14.3.2016
FR
Journal officiel de l'Union européenne
C 98/58
Recours introduit le 2 février 2016 — Sigma Orionis/REA
(Affaire T-47/16)
(2016/C 098/74)
Langue de procédure: le français
Parties
Partie requérante: Sigma Orionis SA (Valbonne, France) (représentants: S. Orlandi et T. Martin, avocats)

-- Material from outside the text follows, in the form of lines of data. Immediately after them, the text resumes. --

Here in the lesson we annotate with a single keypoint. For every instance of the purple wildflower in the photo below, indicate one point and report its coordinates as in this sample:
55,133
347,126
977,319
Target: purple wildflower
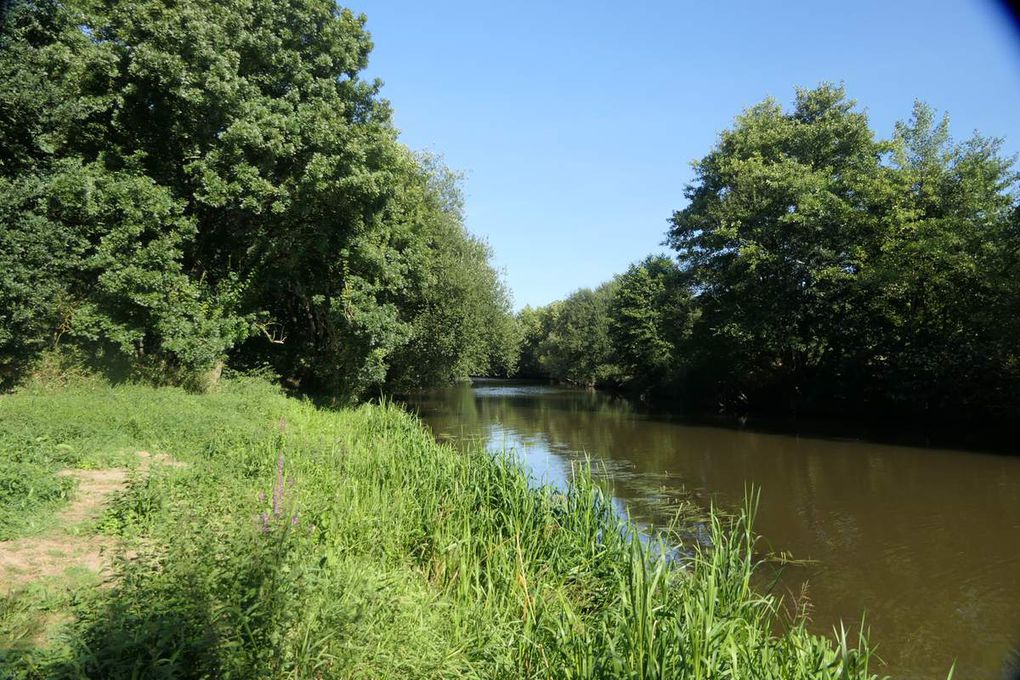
277,489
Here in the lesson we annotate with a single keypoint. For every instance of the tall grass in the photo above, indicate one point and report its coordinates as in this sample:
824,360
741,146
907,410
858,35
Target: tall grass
375,553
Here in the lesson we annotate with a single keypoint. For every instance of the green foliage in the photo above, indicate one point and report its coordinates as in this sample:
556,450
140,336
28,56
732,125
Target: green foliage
387,555
184,184
821,268
578,348
651,316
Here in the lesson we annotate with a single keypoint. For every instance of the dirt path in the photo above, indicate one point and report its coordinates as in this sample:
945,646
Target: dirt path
26,560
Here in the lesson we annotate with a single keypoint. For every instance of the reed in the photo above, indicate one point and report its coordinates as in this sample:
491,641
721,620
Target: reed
350,544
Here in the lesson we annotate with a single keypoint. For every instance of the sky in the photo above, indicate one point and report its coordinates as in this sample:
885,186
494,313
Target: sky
575,122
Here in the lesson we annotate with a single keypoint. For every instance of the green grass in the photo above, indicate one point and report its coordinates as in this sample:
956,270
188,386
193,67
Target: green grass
392,557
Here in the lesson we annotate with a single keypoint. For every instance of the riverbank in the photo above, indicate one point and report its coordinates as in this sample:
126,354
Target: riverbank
248,534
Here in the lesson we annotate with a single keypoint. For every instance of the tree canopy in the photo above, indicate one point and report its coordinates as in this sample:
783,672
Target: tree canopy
182,182
820,267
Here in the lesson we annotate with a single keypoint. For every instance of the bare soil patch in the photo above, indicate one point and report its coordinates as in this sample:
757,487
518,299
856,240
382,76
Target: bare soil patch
26,560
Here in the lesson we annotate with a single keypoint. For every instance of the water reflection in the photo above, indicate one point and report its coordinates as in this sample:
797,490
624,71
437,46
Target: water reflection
926,541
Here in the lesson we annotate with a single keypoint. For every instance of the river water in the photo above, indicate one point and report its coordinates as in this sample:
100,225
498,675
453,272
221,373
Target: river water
925,542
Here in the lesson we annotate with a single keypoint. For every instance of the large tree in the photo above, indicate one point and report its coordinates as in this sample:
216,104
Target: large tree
832,268
210,173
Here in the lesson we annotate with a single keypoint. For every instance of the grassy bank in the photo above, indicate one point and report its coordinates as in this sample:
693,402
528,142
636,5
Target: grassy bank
263,537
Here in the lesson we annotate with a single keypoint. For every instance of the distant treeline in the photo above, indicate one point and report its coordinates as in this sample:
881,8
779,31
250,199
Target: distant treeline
188,182
816,267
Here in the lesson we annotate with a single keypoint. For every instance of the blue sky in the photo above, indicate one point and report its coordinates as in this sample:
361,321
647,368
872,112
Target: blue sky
575,122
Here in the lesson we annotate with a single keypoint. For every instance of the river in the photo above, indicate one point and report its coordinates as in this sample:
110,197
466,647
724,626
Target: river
925,542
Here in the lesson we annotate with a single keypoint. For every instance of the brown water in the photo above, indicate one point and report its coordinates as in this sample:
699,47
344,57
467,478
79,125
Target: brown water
925,541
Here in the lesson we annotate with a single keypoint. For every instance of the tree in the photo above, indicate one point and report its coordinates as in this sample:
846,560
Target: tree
215,179
650,317
833,269
578,348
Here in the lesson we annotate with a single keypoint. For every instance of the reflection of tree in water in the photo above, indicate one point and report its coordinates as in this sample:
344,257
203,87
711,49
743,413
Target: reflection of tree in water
926,541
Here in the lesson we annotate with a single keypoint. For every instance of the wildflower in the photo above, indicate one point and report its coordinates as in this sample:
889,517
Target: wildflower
277,489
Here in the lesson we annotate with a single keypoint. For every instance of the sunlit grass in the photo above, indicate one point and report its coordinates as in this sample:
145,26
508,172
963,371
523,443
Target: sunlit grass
386,555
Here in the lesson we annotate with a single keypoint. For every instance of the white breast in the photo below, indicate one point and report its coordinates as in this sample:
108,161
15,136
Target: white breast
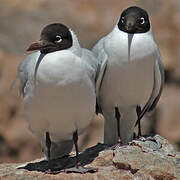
129,74
64,100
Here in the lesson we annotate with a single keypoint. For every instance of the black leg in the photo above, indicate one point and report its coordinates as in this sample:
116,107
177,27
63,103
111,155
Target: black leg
118,116
78,168
138,111
48,145
75,140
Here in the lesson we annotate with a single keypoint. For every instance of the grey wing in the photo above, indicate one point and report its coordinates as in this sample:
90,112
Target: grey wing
102,57
25,71
157,89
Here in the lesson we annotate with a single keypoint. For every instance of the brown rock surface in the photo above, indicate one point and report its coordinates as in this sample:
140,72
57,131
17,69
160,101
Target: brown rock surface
21,22
153,160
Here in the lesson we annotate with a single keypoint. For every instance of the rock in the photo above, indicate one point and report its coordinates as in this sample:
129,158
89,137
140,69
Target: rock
153,159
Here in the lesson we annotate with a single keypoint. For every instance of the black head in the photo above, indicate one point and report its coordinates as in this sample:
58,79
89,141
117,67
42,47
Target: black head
134,20
54,37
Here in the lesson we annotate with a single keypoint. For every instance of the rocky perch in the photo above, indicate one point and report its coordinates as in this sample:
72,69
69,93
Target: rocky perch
140,160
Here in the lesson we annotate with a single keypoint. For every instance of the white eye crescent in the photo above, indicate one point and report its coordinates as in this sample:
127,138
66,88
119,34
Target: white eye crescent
142,20
58,39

Partie défenderesse: Agence exécutive pour la recherche (REA)
Conclusions
La partie requérante conclut à ce qu’il plaise au Tribunal:
Déclarer et arrêter que:
—
la REA a méconnu ses obligations contractuelles résultant du contrat de subvention H2020 en suspendant l’intégralité des paiements dus à la requérante sur la base d’un rapport d’enquête de l’OLAF établi illégalement,
—
à titre subsidiaire, ordonner la désignation d’un expert aux fins de déterminer les sommes incontestablement dues à la requérante au titre du contrat de subvention litigieux.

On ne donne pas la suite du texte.